Given the high radio-toxic nature of fission products for environment and population, their release should be avoided at all costs. This highlights the importance of relying on efficient mitigation systems capable of reducing as much as possible any accidental release. This overall statement becomes even truer after the accident in the Fukushima Daiichi NPP (March 2011).Current NPPs have safeguards based on the Design Basis Accident (DBA) and some extensions to cope with accidents beyond the design bases.
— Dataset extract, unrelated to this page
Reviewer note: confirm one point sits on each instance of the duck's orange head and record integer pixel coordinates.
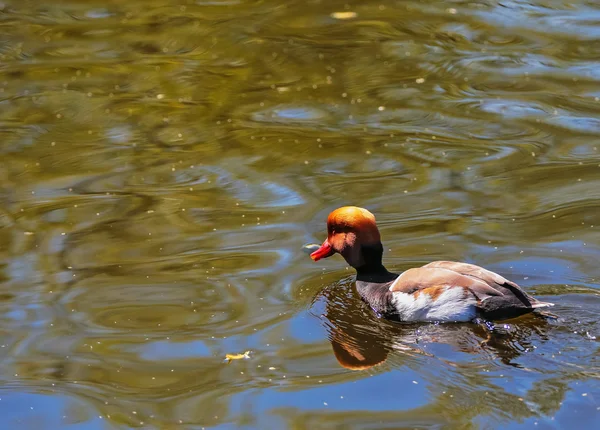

This applies, in particular, to mitigation systems. There are many mitigation systems within a NPP, both to accommodate the energy release and to deplete most of potential radioactive emission to the environment. Sprays, suppression pools, high efficiency particle filters, etc. are among those contributing to source term attenuation.The current knowledge of existing mitigation systems needs to be completed by analysis of aspects such as: performance under degraded conditions of operation (i.e., loss of electrical current, flooding; loss of ultimate heat sink; etc.); efficiency for different potential source term compositions; long term behaviour of the trapping system.

About innovative systems, there are many techniques those have the potential to effectively contribute to radioactive retention in case of an accident. Their operation could result in either a source term reduction or a source term conditioning in order to improve the removal efficiency of mitigation systems. Their capability and reliability would be experimentally demonstrated under the conditions of a severe accident.